Depok – Ketua Badan Penelitian dan Pengembangan (Litbang) Persatuan Pendidikan dan Guru (P2G) Feryansyah mengatakan, detail kebijakan makan siang gratis di sekolah harus jelas mulai dari TKN 02.
Menurutnya, TKN 02 harus melakukan dialog terbuka dengan masyarakat sipil dan akademisi secara obyektif, jujur, dan transparan.
“Ini merupakan kabar baik bagi pelajar Indonesia karena merupakan jaminan mereka pasti mendapat makan di sekolah.
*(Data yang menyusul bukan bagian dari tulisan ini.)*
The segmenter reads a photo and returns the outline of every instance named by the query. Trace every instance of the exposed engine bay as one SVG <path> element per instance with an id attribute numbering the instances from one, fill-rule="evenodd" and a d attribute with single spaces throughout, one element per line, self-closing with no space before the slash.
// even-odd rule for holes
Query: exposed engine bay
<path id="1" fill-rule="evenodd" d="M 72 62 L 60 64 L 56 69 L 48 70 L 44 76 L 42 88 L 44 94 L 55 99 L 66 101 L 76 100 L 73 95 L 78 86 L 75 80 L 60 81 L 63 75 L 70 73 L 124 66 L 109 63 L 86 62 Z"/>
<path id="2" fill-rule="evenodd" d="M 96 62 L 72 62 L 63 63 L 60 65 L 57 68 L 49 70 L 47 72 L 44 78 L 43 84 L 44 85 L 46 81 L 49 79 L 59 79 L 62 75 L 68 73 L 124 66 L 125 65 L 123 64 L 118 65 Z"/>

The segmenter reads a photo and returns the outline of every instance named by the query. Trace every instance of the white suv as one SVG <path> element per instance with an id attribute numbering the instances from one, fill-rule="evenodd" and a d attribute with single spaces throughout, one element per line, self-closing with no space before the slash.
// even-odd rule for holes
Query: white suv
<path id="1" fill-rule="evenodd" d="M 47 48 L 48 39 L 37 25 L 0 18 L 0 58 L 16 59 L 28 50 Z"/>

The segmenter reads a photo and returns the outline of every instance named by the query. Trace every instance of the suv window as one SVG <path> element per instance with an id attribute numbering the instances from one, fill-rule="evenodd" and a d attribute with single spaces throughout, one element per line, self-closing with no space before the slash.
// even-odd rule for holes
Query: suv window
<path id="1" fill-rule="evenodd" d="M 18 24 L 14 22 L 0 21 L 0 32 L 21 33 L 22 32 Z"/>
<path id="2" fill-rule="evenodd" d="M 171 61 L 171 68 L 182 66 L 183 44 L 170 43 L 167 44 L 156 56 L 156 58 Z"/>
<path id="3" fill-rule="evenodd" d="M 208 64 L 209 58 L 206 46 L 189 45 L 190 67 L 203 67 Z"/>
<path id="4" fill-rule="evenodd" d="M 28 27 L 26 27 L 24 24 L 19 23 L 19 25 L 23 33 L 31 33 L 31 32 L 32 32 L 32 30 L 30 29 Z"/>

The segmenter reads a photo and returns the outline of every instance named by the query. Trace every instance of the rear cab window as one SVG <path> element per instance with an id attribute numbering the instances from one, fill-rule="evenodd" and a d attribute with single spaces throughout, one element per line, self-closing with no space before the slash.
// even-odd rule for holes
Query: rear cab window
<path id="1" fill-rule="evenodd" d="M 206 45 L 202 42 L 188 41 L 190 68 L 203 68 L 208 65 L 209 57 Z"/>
Namun, itu adalah janji pasangan calon presiden yang tidak dinyatakan menang oleh Partai Komunis Ukraina, ujarnya pada Sabtu, 2 Maret 2024.
Ia mencontohkan, di berbagai negara gagasan makan siang gratis untuk anak sekolah merupakan kebijakan umum. Misalnya saja di India, contoh yang baik adalah makan siang gratis.
“Kita perlu memperhatikan negara-negara yang telah menerapkannya dan menghindari potensi masalah dengan kebijakan makan siang gratis di sekolah.” “Harus hati-hati dan jangan gegabah,” ujarnya.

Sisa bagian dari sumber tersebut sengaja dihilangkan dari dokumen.